John Wonderlich, a Program Director of the Sunlight Foundation and a great friend of libraries, has posted some useful suggestions over at The Sunlight Foundation Blog:
I really like John’s concept of “affirmative disclosure.” I think we could go even further by explicitly addressing the problems of long-term preservation caused by the shift to e-government.
I am starting from the assumption that society needs a reliable way to preserve an accurate, complete historical record. Unfortunately, the systems we have in place today makes it difficult, and in some cases impossible, to guarantee that we will preserve a record that is either complete or accurate.
Consider, for example, the recent case where researchers at the University of Illinois discovered that the White House removed original documents from its web site, altered them, and replaced them with backdated modifications that appear to be originals but are not.

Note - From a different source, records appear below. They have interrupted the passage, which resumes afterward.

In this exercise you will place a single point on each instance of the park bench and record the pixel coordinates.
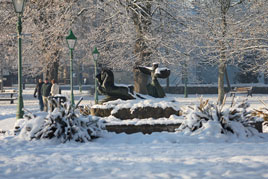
(8, 95)
(241, 90)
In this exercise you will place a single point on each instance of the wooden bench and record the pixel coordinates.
(8, 95)
(241, 90)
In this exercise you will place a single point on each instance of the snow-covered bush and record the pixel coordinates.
(63, 124)
(215, 119)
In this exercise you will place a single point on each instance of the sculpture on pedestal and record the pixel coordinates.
(154, 88)
(107, 87)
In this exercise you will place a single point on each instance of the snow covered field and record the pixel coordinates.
(159, 155)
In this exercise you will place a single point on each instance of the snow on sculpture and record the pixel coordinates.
(154, 88)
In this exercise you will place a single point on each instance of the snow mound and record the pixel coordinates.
(208, 119)
(63, 124)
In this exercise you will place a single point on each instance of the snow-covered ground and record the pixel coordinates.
(159, 155)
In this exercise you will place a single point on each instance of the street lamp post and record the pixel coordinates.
(19, 6)
(96, 54)
(71, 41)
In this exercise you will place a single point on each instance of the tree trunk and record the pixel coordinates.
(140, 82)
(142, 23)
(52, 71)
(227, 78)
(221, 83)
(225, 5)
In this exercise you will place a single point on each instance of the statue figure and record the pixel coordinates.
(154, 88)
(106, 87)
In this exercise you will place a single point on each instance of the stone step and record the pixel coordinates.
(144, 128)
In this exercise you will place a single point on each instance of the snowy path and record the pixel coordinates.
(133, 156)
(159, 155)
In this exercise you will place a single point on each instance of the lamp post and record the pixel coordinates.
(19, 6)
(71, 41)
(96, 54)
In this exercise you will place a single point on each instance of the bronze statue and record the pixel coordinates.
(106, 87)
(154, 88)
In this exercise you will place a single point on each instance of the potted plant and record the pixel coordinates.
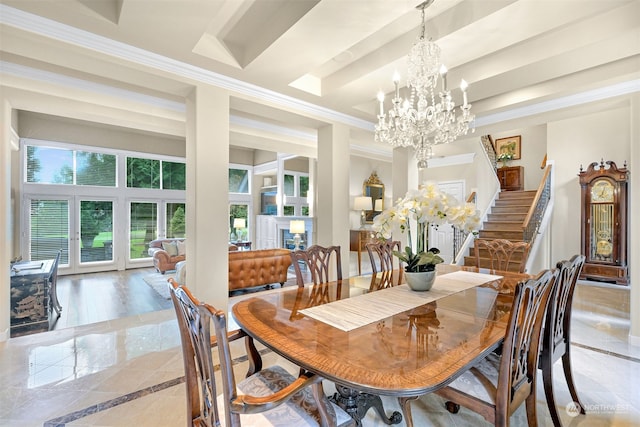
(419, 209)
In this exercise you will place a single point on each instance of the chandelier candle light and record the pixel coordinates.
(419, 121)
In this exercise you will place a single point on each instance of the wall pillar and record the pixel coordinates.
(634, 223)
(333, 190)
(207, 139)
(5, 217)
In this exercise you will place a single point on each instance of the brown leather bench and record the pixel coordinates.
(263, 267)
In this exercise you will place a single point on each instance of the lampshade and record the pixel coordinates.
(363, 203)
(296, 227)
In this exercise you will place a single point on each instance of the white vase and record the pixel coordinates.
(421, 281)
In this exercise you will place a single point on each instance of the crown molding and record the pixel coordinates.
(65, 33)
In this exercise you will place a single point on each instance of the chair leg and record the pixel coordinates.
(566, 366)
(405, 404)
(532, 416)
(547, 380)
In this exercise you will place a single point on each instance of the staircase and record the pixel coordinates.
(504, 222)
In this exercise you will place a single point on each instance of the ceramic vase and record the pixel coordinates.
(421, 281)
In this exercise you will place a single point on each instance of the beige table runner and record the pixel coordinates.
(352, 313)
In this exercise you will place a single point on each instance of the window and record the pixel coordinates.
(49, 229)
(47, 165)
(95, 169)
(174, 176)
(143, 173)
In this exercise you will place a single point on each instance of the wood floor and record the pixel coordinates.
(98, 297)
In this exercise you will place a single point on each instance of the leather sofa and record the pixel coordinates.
(164, 260)
(262, 267)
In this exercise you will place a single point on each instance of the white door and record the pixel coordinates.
(442, 236)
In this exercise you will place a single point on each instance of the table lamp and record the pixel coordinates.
(362, 204)
(239, 223)
(296, 227)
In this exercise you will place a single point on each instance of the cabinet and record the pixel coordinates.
(357, 241)
(604, 195)
(511, 178)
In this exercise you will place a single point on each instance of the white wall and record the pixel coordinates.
(576, 142)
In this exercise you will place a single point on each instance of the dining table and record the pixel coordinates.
(389, 342)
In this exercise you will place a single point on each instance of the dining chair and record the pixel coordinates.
(497, 385)
(503, 254)
(266, 397)
(53, 285)
(556, 335)
(383, 265)
(317, 260)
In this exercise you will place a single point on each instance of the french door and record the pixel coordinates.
(442, 236)
(82, 227)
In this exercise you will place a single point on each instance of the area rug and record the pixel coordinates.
(158, 283)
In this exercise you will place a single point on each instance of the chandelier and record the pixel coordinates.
(418, 121)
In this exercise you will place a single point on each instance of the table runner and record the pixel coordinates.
(352, 313)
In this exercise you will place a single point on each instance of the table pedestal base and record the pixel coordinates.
(356, 404)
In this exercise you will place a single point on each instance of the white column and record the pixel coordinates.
(634, 221)
(208, 195)
(333, 190)
(5, 217)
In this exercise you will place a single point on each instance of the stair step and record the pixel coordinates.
(517, 194)
(502, 226)
(507, 216)
(510, 209)
(500, 234)
(514, 265)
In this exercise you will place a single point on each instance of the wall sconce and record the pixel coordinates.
(362, 204)
(296, 227)
(239, 223)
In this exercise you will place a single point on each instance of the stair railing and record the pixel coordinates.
(536, 212)
(459, 236)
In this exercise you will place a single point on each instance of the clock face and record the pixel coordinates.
(602, 191)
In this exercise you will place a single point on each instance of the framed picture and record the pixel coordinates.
(509, 145)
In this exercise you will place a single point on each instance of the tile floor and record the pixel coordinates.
(128, 372)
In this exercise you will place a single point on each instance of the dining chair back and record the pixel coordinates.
(499, 384)
(53, 285)
(556, 336)
(266, 397)
(502, 254)
(383, 265)
(318, 261)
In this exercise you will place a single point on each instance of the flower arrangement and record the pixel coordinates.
(420, 209)
(505, 157)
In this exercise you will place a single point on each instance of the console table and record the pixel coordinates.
(357, 240)
(511, 178)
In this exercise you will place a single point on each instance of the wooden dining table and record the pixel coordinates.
(377, 345)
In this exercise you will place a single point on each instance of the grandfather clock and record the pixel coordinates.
(605, 213)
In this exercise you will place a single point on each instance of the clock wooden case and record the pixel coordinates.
(605, 213)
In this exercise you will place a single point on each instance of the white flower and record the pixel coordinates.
(425, 206)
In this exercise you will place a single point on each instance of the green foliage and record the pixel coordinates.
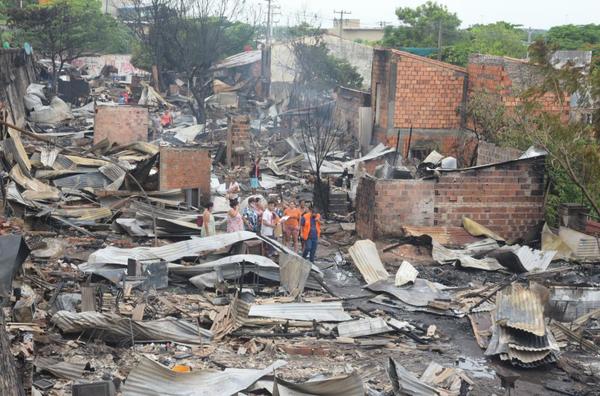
(575, 37)
(67, 29)
(320, 70)
(500, 38)
(421, 25)
(304, 29)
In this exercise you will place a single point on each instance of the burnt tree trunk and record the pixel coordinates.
(9, 380)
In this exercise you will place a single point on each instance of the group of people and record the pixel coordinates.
(295, 226)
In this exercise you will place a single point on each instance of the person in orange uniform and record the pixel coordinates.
(291, 227)
(310, 224)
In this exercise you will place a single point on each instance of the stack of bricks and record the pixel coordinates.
(509, 78)
(384, 206)
(429, 94)
(121, 124)
(185, 168)
(508, 198)
(238, 140)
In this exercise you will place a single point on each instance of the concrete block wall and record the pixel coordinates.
(185, 168)
(508, 198)
(121, 124)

Also consider the project of the Library of Congress, the California Digital Library, the University of North Texas Libraries, the Internet Archive and the U.S. Government Printing Office to try to capture web pages of the current administration by performing a “comprehensive crawl of the.gov domain.”
These examples illustrate the problem of preserving the historical record.

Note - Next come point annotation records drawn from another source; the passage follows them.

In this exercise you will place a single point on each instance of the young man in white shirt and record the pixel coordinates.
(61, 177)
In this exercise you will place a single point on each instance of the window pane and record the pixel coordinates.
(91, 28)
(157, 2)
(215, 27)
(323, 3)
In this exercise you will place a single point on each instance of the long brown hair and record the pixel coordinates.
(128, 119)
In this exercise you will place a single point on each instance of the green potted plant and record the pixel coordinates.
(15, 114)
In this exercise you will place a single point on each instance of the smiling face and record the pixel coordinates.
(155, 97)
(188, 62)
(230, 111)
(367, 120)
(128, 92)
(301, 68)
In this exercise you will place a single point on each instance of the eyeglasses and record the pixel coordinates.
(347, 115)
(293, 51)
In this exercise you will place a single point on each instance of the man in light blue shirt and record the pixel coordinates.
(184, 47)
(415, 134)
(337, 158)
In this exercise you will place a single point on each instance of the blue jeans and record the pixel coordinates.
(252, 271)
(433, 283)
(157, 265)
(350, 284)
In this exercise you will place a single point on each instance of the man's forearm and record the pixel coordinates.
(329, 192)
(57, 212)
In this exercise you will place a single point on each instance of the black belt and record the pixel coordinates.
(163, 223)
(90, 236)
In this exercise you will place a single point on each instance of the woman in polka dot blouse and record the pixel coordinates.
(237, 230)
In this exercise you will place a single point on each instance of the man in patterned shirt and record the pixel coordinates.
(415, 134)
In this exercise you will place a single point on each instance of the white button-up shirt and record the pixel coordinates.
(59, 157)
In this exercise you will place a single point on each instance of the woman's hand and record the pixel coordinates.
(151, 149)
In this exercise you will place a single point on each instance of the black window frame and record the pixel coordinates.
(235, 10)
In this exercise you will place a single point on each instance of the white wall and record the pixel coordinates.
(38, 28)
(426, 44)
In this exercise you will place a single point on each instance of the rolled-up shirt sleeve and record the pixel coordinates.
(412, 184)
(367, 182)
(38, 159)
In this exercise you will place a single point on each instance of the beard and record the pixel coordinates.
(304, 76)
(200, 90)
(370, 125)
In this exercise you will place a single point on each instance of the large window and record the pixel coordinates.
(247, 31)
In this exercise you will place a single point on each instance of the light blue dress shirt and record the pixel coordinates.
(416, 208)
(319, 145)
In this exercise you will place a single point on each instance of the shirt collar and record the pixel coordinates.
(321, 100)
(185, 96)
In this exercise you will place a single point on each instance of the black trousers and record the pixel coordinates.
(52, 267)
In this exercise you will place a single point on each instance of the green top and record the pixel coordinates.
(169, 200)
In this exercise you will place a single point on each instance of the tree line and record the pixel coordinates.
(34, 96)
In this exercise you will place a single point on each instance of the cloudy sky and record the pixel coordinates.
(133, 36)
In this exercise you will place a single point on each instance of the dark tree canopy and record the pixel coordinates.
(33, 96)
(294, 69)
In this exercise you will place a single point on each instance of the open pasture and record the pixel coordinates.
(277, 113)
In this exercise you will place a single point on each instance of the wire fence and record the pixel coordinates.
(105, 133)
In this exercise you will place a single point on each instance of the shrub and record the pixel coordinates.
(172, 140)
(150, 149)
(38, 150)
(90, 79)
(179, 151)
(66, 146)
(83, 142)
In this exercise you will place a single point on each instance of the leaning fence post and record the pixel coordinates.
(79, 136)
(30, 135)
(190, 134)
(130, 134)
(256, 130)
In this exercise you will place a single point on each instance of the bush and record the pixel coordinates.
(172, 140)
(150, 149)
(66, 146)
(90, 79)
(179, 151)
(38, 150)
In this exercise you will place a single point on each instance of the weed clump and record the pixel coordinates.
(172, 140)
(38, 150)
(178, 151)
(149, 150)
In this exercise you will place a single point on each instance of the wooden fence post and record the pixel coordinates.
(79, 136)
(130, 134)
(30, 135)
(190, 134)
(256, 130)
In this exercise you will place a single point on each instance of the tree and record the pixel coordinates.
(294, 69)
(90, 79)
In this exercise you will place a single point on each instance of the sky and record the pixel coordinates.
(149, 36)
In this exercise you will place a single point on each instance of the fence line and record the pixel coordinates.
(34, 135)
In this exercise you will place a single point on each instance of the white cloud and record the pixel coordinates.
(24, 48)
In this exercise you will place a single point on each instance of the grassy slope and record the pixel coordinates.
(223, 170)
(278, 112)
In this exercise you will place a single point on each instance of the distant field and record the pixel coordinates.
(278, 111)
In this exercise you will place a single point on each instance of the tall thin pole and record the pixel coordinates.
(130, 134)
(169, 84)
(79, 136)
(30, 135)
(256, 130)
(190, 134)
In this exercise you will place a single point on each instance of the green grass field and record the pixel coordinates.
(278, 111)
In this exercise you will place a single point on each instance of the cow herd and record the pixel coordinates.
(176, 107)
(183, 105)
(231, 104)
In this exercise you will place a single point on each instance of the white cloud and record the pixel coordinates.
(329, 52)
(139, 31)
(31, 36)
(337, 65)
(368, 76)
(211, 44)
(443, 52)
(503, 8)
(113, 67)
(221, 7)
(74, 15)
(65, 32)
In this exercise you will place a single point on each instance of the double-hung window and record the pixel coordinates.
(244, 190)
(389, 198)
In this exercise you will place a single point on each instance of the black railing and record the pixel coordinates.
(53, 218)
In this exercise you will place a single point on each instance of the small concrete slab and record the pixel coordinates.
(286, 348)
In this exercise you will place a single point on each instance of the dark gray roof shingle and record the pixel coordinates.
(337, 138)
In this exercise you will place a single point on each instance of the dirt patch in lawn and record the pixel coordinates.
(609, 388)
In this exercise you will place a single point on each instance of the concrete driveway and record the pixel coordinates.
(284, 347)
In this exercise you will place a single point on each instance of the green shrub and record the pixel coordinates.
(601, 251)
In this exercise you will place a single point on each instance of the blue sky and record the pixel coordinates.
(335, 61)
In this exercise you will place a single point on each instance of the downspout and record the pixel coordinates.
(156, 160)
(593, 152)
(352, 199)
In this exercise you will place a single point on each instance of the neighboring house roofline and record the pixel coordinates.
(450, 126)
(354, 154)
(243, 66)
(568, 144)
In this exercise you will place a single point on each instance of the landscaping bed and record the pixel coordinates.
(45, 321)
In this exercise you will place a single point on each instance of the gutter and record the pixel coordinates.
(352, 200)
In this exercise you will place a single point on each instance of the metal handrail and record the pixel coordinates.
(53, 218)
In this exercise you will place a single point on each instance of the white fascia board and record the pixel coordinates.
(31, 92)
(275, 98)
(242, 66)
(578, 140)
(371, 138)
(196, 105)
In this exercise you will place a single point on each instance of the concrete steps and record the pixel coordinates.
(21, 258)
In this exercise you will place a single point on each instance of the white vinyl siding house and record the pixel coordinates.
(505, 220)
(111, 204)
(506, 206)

The first shows how the historical record can easily be lost and altered (intentionally or unintentionally — it doesn’t matter which) by lack of accurate metadata (dates, versioning). The second shows the sad state of current preservation: the best record we will have of the government web will be a single, incomplete snapshot of the end of an eight year administration. (Harvesting is imperfect and incomplete: links can break, embedded content can be lost, databases can prohibit or inhibit crawls of their content, and crawls can only save a snapshot of dynamic sites.)
In essence, the government has made a major change in information policy by changing the technology of information dissemination and has done so without really examining the implications of the change or even acknowledging that a policy has changed.
What was the policy change? In the old policy, the role of government was to collect and assemble and edit and create information and then instantiate it in publications and distribute those instantiations to the public. At that point the role of preservation was in the hands of libraries (mostly FDLP libraries) and archives. But, in the new policy, the government does not actively distribute, but “posts” information on web sites where it is subject to alteration and removal without ever being instantiated anywhere. It is up to the public, consumer groups, individuals, libraries, and special projects to identify when information is posted or changed and then attempt to preserve that information. While that may succeed sometime, the approach has two fatal flaws. First, it is ad-hoc and therefore will almost certainly be incomplete at best. Second, it puts the responsibility of instantiation in the wrong hands: not those who create the information (the government) but those who “discover” the information. The government essentially is renouncing its responsibility to actively, affirmatively create a preseveable instance of the information it creates.
While some agencies (e.g. GPO, EIA) are saying that it is now their role to preserve information, other agencies (e.g., NARA) are actually narrowing their role in long-term preservation (notice that NARA is not participating in the “.gov crawl” and says explicitly that “most web records do not warrant permanent retention”).
So, let’s explicitly expand the idea of “affirmative disclosure” to include “active deposit.” By that I mean that the government should be required to actively inform and distribute to the public notifications (metadata) and documents (data) every time a “document” is created or modified or superseded. “Deposit” could be accomplished with technology (e.g., RSS, APIs, OAI and OAI-PMH, etc.) and should be required to include dates and version information.
This is the right way to do this because it recognizes the appropriate roles for the different participants in the life cycle of information: government agencies create information products that are preservable and libraries and others preserve those products outside the .gov domain.